寺報 清風






         雲の中の楞伽山


 盆が過ぎ久しぶりに一人旅をした。セイロン島(現スリランカ)は紀元前3世紀のシンハラ仏教王国以来、ビルマやタイへ伝わった南伝仏教の源流の地であり、現在でも仏教が人々の生活の中心にある場所だ。古都キャンディにある仏歯寺を参詣し、その奥の丘陵地帯に鎮座する楞伽山(リョウガセン)を目指した。『正信偈』にある「釈迦如来楞伽山」、かつて釈尊が後の高僧・龍樹が人々を教えに導くと語られた山である。とはいえ、教学者に聞いても自分で色々調べても「スリランカにある山らしい」というだけで、私が勝手にこの山こそが楞伽山であろうと憶測して行ったに過ぎない。
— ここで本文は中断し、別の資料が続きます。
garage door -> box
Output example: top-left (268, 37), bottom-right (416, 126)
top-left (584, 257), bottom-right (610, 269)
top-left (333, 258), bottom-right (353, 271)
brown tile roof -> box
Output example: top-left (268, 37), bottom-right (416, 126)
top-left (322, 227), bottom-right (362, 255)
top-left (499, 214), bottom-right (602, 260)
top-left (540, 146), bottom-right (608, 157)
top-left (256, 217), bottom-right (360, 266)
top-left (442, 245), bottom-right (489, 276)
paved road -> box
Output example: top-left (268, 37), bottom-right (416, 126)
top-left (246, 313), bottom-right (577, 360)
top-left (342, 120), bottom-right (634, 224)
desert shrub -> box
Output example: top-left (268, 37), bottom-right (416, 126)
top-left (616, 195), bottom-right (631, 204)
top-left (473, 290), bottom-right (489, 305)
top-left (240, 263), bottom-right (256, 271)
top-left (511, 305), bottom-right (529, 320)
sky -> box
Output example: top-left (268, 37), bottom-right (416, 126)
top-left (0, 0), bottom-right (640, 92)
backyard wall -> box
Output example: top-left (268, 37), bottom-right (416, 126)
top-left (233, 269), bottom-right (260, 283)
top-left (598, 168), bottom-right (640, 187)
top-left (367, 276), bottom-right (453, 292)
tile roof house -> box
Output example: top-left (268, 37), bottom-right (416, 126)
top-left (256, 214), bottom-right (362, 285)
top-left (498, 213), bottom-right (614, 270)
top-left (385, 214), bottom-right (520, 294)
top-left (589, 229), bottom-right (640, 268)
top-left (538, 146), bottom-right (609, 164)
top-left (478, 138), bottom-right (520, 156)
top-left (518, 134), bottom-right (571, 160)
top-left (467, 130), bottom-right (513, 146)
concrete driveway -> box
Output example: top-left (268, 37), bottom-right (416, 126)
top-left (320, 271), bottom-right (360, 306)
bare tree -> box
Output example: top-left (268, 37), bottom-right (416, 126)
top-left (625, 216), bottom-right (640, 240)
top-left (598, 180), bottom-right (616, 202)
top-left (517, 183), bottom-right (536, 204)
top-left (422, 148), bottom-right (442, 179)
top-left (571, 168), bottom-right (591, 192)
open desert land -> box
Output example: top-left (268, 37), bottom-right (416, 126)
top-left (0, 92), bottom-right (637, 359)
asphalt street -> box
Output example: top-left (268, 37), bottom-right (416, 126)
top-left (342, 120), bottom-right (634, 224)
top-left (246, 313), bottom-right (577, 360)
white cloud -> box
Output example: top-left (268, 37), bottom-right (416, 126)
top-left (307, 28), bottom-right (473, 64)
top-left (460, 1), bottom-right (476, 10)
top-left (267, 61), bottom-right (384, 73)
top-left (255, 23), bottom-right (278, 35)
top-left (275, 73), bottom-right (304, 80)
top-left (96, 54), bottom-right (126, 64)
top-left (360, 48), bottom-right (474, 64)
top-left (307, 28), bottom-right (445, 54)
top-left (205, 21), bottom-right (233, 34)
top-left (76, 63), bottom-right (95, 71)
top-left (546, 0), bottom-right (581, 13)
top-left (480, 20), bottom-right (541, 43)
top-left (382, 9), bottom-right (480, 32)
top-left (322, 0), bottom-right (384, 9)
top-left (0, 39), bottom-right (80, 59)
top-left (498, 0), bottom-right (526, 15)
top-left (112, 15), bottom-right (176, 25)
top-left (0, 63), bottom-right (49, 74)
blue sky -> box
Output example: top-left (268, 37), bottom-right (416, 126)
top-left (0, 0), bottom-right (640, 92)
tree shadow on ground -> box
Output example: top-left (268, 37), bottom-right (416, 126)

 バックパックを担ぎ知立駅からバスに乗り、中部国際空港から上海へ飛び、上海在住のオーストラリア人の親友と再会する。20年来の友人である彼は私の味覚を熟知しており、早速私の大好物である中国で最も安い「葱油麺」を食べに行く。かつて2元(約30円)だった値段が7元になっていた。夜には酒を酌み交わし中華料理を色々食べたが、蛇の唐揚げが最も美味かった。中指ほどにぶつ切りされた蛇の肉は固く、両手で背骨の両端を持ち肋肉を歯でこそげ落すように食べ尽くした。上海中心部にある彼のマンションに泊めてもらい、翌日に最大都市コロンボへと移動した。夜10時に到着し、初日分だけネットで予約した宿でアラブ人アブファットと知り合い、旅行を終え翌日に帰国するという彼と飲みに出かけ、スリランカの夜は早いこと、旅人の足トゥクトゥクの相場など基本的なことを教えてもらった。ちなみに彼の友人は蚊に刺されマラリアにかかり1週間ずっと寝込んでいた。

 私の旅の基本は、地元の人々に尋ね、移動して安宿を探し、現地の人々と過ごすことだ。今回の旅行中、複数家族で国内旅行をしていた人達と夕食を共にし、日本の歌を歌う条件で酒を飲ませてもらったのだが、団体の一人で、ロシアの大学で医学を学ぶ一人息子のいる母親から「私達の旅行に一緒に加わらないか」と誘われたことが嬉しかった。8年前に熾烈な内戦を終えたセイロン島での毎朝は、一杯の極上の甘い紅茶から始まる。キャンディへは電車で移動、エアコン付きの特別車であったが料金は500ルピー(約350円)、快適な列車旅である。駅からはトゥクトゥクを捕まえ4軒ほど見て周り湖畔の宿にチェックイン、観光地なので2泊で6000円も支払う。街角に立っていた地元民クマンと11時半頃まで安酒を飲んだ。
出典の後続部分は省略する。